Son bassin ondule vers le mien, frottant sa queue gonflée sur mon corps trempé. Je veux être pénétrée, je veux qu’il m’enfonce, tellement. Mais je suis encore à demi habillée. Mes yeux se portent sur sa peau barbouillée et j’y perds mon souffle. Il pose sa main sur mon menton et m’attire à lui pour m’embrasser, étonnamment doucement. Puis, il me retourne brusquement et mon visage s’écrase contre le mur. Il n’y a rien qui m’appartient, tout est à lui en ce moment. Il griffe mon dos, jusqu’à mon cul qu’il dénude.

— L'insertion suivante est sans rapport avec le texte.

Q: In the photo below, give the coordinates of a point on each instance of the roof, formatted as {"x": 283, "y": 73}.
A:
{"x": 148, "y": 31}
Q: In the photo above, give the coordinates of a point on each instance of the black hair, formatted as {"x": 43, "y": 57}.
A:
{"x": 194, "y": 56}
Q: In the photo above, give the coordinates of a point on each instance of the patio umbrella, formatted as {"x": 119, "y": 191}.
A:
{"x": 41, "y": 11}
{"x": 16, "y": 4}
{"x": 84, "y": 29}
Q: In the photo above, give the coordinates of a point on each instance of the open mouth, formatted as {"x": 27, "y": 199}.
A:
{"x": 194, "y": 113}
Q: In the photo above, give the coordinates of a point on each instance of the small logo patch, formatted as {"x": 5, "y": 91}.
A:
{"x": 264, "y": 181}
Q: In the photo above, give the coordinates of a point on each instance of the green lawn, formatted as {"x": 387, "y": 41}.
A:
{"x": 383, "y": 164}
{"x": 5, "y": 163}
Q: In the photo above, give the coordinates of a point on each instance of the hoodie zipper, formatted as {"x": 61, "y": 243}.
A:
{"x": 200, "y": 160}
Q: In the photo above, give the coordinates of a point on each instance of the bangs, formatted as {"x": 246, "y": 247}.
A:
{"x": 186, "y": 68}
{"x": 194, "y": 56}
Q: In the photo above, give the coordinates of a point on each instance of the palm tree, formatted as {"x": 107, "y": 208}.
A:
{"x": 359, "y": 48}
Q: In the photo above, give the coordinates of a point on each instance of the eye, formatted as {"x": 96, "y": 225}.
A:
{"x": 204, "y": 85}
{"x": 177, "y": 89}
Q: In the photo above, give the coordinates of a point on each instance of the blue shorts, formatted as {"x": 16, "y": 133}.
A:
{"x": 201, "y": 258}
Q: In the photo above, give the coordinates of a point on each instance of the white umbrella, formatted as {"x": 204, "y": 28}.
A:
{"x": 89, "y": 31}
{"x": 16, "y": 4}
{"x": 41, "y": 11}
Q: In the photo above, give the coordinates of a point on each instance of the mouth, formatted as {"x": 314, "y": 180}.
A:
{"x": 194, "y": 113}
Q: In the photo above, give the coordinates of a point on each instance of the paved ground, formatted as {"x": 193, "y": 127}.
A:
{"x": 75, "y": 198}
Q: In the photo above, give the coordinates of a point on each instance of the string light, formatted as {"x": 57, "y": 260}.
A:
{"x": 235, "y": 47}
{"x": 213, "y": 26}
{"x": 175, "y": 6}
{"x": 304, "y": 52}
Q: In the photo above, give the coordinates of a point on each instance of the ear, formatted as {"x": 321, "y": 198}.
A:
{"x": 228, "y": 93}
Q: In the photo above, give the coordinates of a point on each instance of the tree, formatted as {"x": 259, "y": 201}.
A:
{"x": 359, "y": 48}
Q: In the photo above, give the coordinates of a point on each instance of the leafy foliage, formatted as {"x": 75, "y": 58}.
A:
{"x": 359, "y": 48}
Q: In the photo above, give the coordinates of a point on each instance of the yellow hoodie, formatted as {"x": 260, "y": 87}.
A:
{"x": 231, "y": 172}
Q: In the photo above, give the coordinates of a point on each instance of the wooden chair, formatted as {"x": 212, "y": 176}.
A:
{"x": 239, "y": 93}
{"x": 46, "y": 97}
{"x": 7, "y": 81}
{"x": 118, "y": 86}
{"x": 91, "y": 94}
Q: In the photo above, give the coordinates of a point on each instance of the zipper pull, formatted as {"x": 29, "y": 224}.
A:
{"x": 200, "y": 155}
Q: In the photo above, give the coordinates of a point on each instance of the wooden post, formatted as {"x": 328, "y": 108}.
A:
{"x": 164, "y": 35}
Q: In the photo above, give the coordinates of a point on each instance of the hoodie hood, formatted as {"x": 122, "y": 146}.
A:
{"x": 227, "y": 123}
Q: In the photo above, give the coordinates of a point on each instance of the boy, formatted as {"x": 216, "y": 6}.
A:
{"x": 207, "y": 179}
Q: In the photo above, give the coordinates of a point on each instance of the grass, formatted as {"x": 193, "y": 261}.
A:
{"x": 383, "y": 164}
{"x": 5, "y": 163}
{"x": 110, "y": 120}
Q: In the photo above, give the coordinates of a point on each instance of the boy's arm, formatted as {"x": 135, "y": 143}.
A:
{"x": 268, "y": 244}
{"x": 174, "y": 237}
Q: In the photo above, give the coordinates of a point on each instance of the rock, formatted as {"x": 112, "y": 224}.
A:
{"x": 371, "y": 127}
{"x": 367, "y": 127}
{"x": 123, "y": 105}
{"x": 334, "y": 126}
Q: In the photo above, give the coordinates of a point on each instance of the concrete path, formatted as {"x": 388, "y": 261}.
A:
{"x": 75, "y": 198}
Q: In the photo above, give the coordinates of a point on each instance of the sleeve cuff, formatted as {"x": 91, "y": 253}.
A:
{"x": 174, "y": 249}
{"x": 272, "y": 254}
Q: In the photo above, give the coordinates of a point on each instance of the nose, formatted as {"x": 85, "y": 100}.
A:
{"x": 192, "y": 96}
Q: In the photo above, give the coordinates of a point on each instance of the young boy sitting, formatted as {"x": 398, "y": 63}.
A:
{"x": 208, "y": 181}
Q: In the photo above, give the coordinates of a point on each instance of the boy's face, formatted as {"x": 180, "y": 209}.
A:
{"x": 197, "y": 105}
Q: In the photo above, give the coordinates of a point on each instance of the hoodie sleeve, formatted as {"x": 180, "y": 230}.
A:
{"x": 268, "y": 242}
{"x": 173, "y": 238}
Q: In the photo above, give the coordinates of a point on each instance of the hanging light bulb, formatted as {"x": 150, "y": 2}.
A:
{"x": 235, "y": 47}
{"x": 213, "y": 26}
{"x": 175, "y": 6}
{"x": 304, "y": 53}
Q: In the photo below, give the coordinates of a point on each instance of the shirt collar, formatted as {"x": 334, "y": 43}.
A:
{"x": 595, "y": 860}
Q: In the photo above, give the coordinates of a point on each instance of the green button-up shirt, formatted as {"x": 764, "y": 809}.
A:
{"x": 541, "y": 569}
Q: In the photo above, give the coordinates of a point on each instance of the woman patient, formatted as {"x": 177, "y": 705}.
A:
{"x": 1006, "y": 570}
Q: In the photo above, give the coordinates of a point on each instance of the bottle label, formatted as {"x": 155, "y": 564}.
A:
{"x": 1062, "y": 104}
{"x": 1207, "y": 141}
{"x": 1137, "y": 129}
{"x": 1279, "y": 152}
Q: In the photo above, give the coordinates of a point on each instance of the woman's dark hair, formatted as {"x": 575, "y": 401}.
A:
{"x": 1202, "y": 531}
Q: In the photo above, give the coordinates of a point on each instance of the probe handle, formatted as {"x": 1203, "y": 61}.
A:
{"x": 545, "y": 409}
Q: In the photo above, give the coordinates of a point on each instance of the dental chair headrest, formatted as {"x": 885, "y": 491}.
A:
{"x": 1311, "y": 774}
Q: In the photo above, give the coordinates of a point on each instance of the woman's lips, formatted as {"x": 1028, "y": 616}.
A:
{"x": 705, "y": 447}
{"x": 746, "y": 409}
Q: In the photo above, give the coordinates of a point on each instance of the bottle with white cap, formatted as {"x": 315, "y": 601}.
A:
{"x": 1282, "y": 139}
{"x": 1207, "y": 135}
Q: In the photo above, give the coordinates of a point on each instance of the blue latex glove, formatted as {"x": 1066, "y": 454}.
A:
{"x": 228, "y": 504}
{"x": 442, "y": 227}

Je suis nue, complètement. Il appuie son avant-bras contre mon dos et retient mon poignet contre le mur. Mon bracelet s’empreigne profondément dans ma peau. Je suis excitée et je veux le sentir me prendre. Son autre main claque mon cul juste avant que sa queue n’ouvre ma chatte. Il me pénètre à répétitions en remontant mon bassin violemment, sans prononcer un seul mot ou un seul son. Il est en plein contrôle de ce qu’il est et moi complètement offerte. Ma respiration se perd dans mes gémissements bruyants et mon visage se fracasse sans cesse contre le mur.

Il me retourne vers lui. Mes mains retrouvent son torse tatoué. Aussitôt, il les retire et me force à les placer contre le mur, coincées derrière mes fesses rougies par ses claques. Il n’y a pas eu un seul moment encore où j’ai pu dominer sa peau, pas une fois où il a été à moi, mais chaque parcelle de ma chair accepte de se soumettre à son corps. Ses yeux brûlent le feu. J’ai mal à le regarder. Il s’enfonce à nouveau en moi. Sa main droite se pose sur ma gorge qu’il serre un peu plus sur chaque pénétration qu’il donne à ma chatte. Elle pétille et se resserre sur lui, mon orgasme est tellement près. Je voudrais hurler, lui éclater ma jouissance, mais l’air passe difficilement. Et il continue de me dominer de sa main, jusqu’à le bloquer entièrement. Je ne peux plus respirer, je ne suis plus rien, je ne contrôle plus rien, mon existence tout entière lui appartient pour une fraction de temps. Sa queue m’accote une dernière fois avant de gicler en dedans. Sa main relâche ma gorge étouffée et l’air reprend sa place bruyamment.

(A) Merci.

(L) Un jour je vais finir pas comprendre ce que tu me fais.

(A) Ça m’étonnerait.
Je ne suis pas les autres et je ne le serai jamais.

La peau écorchée et les jambes faibles, je reprends le chemin jusqu’à chez moi savourant la domination sur mes faiblesses. Parce qu’il n’y a rien de plus vivant que d’accepter de faire équipe avec ses démons au lieu de les fuir, je voudrais me souvenir de ce moment pour tout le temps. Mes yeux se posent sur mon poignet encore tracé par mon bracelet et je me dis que ce bijou-là vient certainement de devenir un point d’ancrage puissant.